Larry, you forget the purity of your heritage. In the church you grew up with, there was no interpretation, no theology, no "preunderstandings." The folks just read the Bible, and the Bible always "means what it says, and says what it means."

All those other approaches to Scripture were against the clear and pure message of Scripture. "Back to the Bible" is the only way.

(Needless to say, I agree with you. But, the folks who you describe from your background would never admit that they allowed any "preunderstandings" to shape their thinking... They were simply and only and always following the Bible...)

(And by the way, if you read Luke, and plenty of other portions of Scripture, it is tough to miss some hint of "preference" for the poor...)

Randy Mayeux

Anonymous said...

Foundationally, the liberation hermeneutic (which makes praxis the first step, and theology the second) is completely without any controlling exegetical criteria. Vernon C. Grounds is right when he says that "there is no exegetical magic by which new meanings can without limit be conjured out of the Bible under the illuminating creativity of new situations."

Vernon C. Grounds, "Scripture in Liberation Theology," in Challenges to Inerrancy, ed. Gordon R. Lewis and Bruce Demarest (Chicago: Moody Press, 1984), 344.

Larry James said...

Anon 10:27, praxis always goes before theology unless your preunderstanding demands otherwise, as is the case, with all due respect, to Mr. Grounds. God liberated the Israelites under the leadership of Moses. Then followed the theology that explained that, etc. throughout the biblical narrative. God acts. Humanity grapples with understanding. The only way this is not true is if one is willing to admit that God no longer acts and thus God's current movement has no bearing on how theology is formed because God's holy, powerful praxis is over. I refuse to accept that preunderstanding!

Anonymous said...

Using methodologies such as Gutierrez's, liberationists interpret sin not primarily from an individual, private perspective, but from a social and economic perspective. Gutierrez explains that "sin is not considered as an individual, private, or merely interior reality.

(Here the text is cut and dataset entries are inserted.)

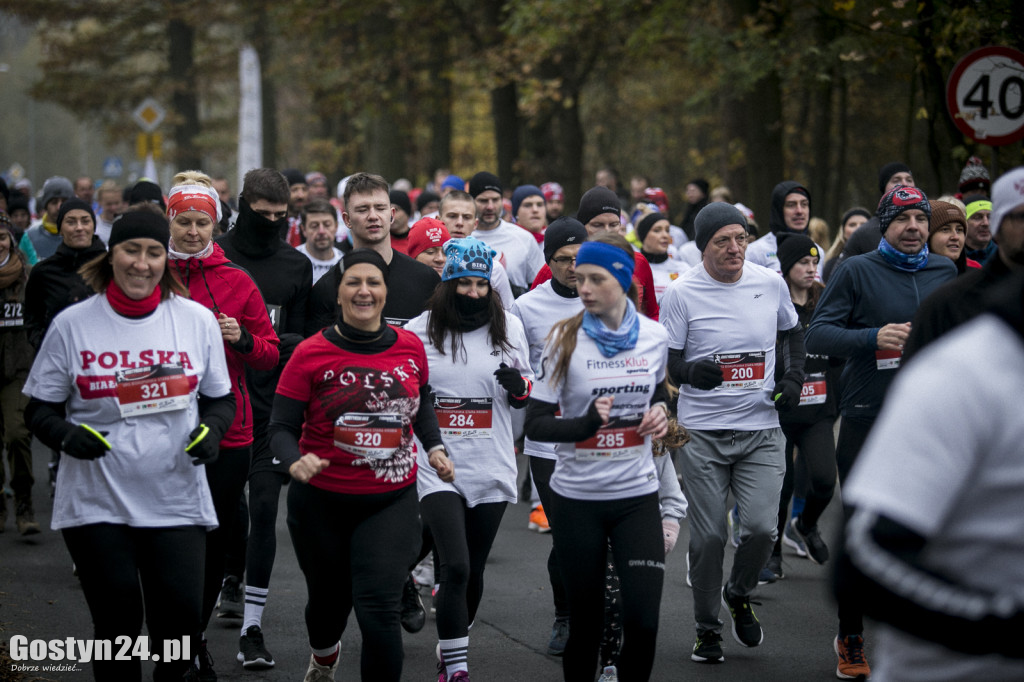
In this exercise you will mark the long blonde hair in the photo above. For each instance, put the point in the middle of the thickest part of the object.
(563, 334)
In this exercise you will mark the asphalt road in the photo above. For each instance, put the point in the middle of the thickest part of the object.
(40, 598)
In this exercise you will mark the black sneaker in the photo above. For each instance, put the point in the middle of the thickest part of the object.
(708, 648)
(745, 628)
(817, 551)
(206, 672)
(559, 636)
(231, 601)
(772, 570)
(252, 653)
(413, 614)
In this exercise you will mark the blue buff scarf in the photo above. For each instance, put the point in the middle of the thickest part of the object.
(611, 342)
(900, 260)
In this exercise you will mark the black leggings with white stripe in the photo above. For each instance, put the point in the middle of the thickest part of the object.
(463, 537)
(633, 527)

Sin is regarded as a social, historical fact, the absence of brotherhood and love in relationships among men."
(Gustavo Gutierrez, A Theology of Liberation (Maryknoll, NY: Orbis, 1971), 175.)

Anonymous said...

Scripture is clear that we have a God-appointed responsibility to take whatever steps we can to help the poor. Yet, at the same time, we must insist that ultimately the transformation of any society depends on the prior transformation of the individuals that make up that society. This is the Christian counterpart to "dependency theory." The revolution so earnestly sought in society will best be accomplished as greater numbers of people in that society experience the revolution of new birth and the ongoing renewal of life in Christ.

belinda said...

y'all do know that the Bible is a book that we have gotten thru hundreds of translations? oddly enough, the KJV is not the inspired word of God. too often we make law out of that which we do not comprehend.

Anonymous said...


Perhaps you use the James Cone translation?

Daniel Gray said...

Those who want to "personalize" religion would be wise to look at Christianity's roots in Deuteronomy. Communal responsibility for sin was just as much a factor as individual sin. But in the days of personalized religion, all we need is a relationship with a cuddly-Jesus and we can forget about the ways our lives intersect with our brothers and sisters.

Anonymous said...

LJ, at what point did you leave the denomination of your parents and what did you replace it with?

Anonymous said...

What is emerging in these threads is a sterile, secular faith. A little jesus, municipal church, a political agenda. How small. But on the upside, nothing to confess, unless you're rich!

Anonymous said...

Anon 9:38:

I think you've got it backwards. A purely personal faith, even if it's about making a better me, winds up me-focused. A faith focused on the world around me is larger and more open and more interested in making the world, and not just myself, what God wants it to be. A church focused on purely personal faith is just a big, expensive self-help center.